General information
- Status: Completed
- Type: Offices, shopping mall
- Location: Soor Street, Sharq, Kuwait, Kuwait City, Kuwait
- Coordinates: 29°22′14″N 47°59′31″E﻿ / ﻿29.3705°N 47.9919°E
- Construction started: 2005
- Completed: 2009
- Inaugurated: 2009
- Cost: $122 million
- Owner: The Commercial Real Estate Company

Height
- Architectural: 218 m (715 ft)
- Tip: 218 m (715 ft)
- Top floor: 158 m (518 ft)

Technical details
- Floor count: 41
- Lifts/elevators: 8

Design and construction
- Architecture firm: Al-Jazera Consultants, NORR Group

Other information
- Parking: 740

Website
- www.altijaria.com/projects/1

= Al Tijaria Tower =

Skyscraper in Kuwait

Al Tijaria Tower (برج التجارية) is a skyscraper in Sharq, Kuwait. The tower is characterized by a two degree wrap between one floor and the other.

==Profile==
The tower is located across from the Al Shaheed Park, the building area is 4293.6 sqm.

The form of Al Tijaria Tower (also known as the Kuwait Trade Center) is inspired by a spiral or helix. The body of the tower “twists” by 80 degrees as it climbs from the ground level to the top-most occupied floor. The tower plate is organized with a circular-shaped core located in the center of the floor. A concentric ring of structural columns allows for variation in slab edge location while keeping columns vertically aligned from floor to floor. This slab edge adjustment creates a twisted exterior massing for the tower. The tower features internal, vertically stacked, six-story-high atrium gardens rising through the height of the tower. The stacked atrium gardens spin around the center of the plate, creating a dynamic twisted space rising through the tower.

The exterior cladding design of the tower is a smooth aluminum and glass unitized curtain wall system. Materials include insulated blue-tinted vision and spandrel glass with selected use of silver aluminum panels. Glazing the atrium is insulated “clear” low-E glass (with custom ceramic frit pattern to control solar heat gain) supported by a stainless steel point-fixation system. Contrasting the tower, the podium is clad in a combination of natural stone and pre-cast concrete.
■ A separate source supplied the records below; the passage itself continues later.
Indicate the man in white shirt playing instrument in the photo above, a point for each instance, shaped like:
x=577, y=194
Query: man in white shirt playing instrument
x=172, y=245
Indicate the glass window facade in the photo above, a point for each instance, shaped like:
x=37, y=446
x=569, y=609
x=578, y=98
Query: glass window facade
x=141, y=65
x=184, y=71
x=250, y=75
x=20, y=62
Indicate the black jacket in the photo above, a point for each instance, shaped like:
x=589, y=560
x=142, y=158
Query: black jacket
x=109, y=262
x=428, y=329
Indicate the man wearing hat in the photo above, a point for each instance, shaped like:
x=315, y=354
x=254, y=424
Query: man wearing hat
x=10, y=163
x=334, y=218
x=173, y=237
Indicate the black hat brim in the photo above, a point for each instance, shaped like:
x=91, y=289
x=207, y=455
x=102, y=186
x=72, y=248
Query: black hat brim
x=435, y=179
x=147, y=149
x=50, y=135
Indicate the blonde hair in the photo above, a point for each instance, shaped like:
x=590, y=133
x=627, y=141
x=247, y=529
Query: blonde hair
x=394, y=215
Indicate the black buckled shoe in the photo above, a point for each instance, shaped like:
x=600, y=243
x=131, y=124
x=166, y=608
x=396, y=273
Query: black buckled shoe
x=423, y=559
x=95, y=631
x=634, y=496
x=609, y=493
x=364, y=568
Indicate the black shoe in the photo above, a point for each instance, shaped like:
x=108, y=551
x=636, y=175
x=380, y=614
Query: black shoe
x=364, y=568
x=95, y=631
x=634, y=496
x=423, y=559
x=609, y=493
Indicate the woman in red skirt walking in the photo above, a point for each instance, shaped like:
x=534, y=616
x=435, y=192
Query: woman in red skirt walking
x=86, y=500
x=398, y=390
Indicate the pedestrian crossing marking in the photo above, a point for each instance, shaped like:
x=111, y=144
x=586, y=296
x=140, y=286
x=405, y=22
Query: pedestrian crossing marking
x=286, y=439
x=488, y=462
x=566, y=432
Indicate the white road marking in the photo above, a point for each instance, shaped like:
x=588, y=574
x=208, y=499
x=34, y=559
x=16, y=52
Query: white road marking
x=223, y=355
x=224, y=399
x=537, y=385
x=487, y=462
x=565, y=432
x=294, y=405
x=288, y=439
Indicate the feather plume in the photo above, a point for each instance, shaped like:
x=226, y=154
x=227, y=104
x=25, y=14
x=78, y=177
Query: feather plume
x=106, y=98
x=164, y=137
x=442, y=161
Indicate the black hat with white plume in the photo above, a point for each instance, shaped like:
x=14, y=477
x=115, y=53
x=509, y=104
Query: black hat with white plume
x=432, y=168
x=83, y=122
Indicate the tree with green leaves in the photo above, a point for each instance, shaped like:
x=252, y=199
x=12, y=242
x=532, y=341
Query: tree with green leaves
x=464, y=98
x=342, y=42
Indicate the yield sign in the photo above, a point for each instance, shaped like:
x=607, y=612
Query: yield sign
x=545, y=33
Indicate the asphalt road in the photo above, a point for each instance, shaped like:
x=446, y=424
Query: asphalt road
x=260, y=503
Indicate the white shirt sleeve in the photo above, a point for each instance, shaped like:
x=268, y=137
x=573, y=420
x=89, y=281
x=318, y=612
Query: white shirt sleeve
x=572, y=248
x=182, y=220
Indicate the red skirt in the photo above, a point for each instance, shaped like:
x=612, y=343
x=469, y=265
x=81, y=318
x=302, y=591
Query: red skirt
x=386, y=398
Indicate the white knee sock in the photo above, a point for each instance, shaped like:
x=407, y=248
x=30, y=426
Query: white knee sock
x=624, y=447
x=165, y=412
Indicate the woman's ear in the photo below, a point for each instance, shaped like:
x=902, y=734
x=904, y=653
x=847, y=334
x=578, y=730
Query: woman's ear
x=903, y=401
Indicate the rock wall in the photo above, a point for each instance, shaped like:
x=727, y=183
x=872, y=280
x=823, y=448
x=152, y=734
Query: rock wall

The Tower is composed of a five-story podium shopping mall, with an open-to-sky garden terrace on the podium roof, and an office tower rising above. The structural system of the shopping mall is a waffle slab with columns located on a 9 x 9 m grid. Office floors are reinforced concrete slabs supported on structural steel beams. The floor plates rotate 2.0 degrees clockwise as they rise. Horizontal stability was provided using a number of strong core walls together with a 21 m diameter core wall in the tower area. The twelve equally-spaced tower columns are reinforced concrete, or composite with steel built up sections.